Sunday, December 22, 2013

Disappearing

Every now and then, I get this overwhelming feeling of dread. Shortly thereafter, it feels like my spirit is detached from my body and I'm just not even there anymore. It's an incredibly surreal and frightening experience. Normally, clinging on to Zach while he wraps his arms around me (blocking out all of the fear of outside influences) brings me back to reality. Until then though, it's very easy for it to result in a panic attack. Let me lay the stage for you:

I'm sitting down and watching a show when suddenly my heart bottoms out into my stomach. I get a tingling sensation all the way down my spine and my eyes get sort of unfocused. I start to get scared and feel as if my body is trying to tear off into a million directions. When I finally start to come back down from the fear, I'm usually pretty shaken and confused about what triggered it in the first place.

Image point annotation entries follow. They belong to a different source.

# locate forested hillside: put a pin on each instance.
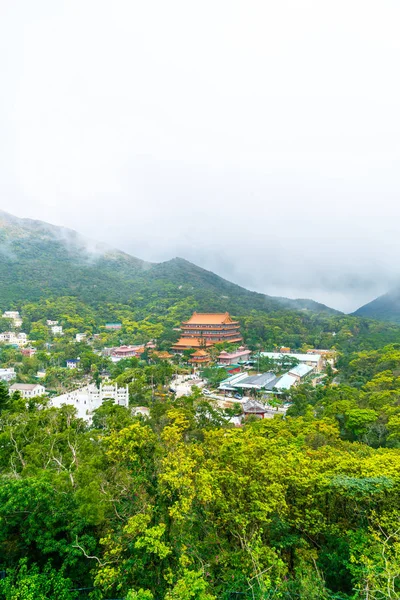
(41, 260)
(385, 308)
(182, 502)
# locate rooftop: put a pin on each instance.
(301, 370)
(285, 382)
(200, 353)
(209, 319)
(255, 381)
(285, 355)
(24, 386)
(192, 343)
(254, 407)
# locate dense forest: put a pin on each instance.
(183, 504)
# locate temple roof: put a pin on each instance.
(254, 407)
(192, 343)
(200, 353)
(209, 319)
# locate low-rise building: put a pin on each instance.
(200, 357)
(14, 316)
(89, 398)
(72, 363)
(313, 360)
(300, 371)
(121, 352)
(144, 411)
(113, 326)
(28, 352)
(28, 390)
(252, 407)
(7, 374)
(14, 339)
(231, 358)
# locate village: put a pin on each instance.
(209, 358)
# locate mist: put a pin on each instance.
(257, 139)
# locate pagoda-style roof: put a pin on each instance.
(163, 355)
(209, 319)
(200, 354)
(191, 343)
(253, 407)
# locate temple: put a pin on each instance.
(206, 329)
(200, 357)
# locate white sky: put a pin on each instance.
(260, 139)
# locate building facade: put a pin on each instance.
(14, 316)
(206, 329)
(7, 374)
(14, 339)
(28, 390)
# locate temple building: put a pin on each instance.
(203, 330)
(200, 357)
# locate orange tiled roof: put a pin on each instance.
(209, 319)
(200, 353)
(162, 354)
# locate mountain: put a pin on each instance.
(384, 308)
(41, 260)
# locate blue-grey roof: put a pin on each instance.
(255, 381)
(301, 370)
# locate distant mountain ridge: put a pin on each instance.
(38, 260)
(383, 308)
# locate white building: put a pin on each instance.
(312, 360)
(72, 363)
(14, 315)
(15, 339)
(7, 374)
(89, 398)
(28, 390)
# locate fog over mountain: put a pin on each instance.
(259, 140)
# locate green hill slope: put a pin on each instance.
(40, 260)
(384, 308)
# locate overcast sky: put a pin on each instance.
(257, 138)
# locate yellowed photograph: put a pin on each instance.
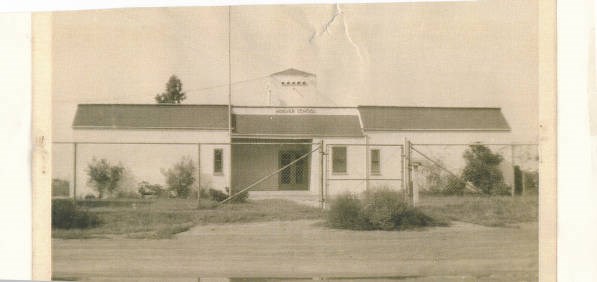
(359, 142)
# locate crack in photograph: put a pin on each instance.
(341, 142)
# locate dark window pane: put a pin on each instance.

These experiences don't happen very often for me. When they do happen, however, it's easy for it to alter my entire mind frame for the day. As a BP, I can suggest for fellow BP's to ask for a hug from their "person" to bring you back down, at least at the beginning stages of learning to deal with BPD. For non-BP's, you can ask your BP if they are alright (Zach often asks me this when I seem to glaze over or look "startled) and if they need a hug or if you can do anything. Some people prefer not to be touched, especially if one of these events can trigger a panic attack so don't automatically grasp for them. 

And believe me, I understand that as a non-BP it can be overwhelming to figure out what your BP needs... but that frustration you feel is multiplied exponentially by the BP who even while they are present in their body can't seem to control any of their emotions or even "out of body" experiences. Imagine living in a world where you seem to be a passenger in your own body and you be able to understand a bit better. Be safe while disassociating!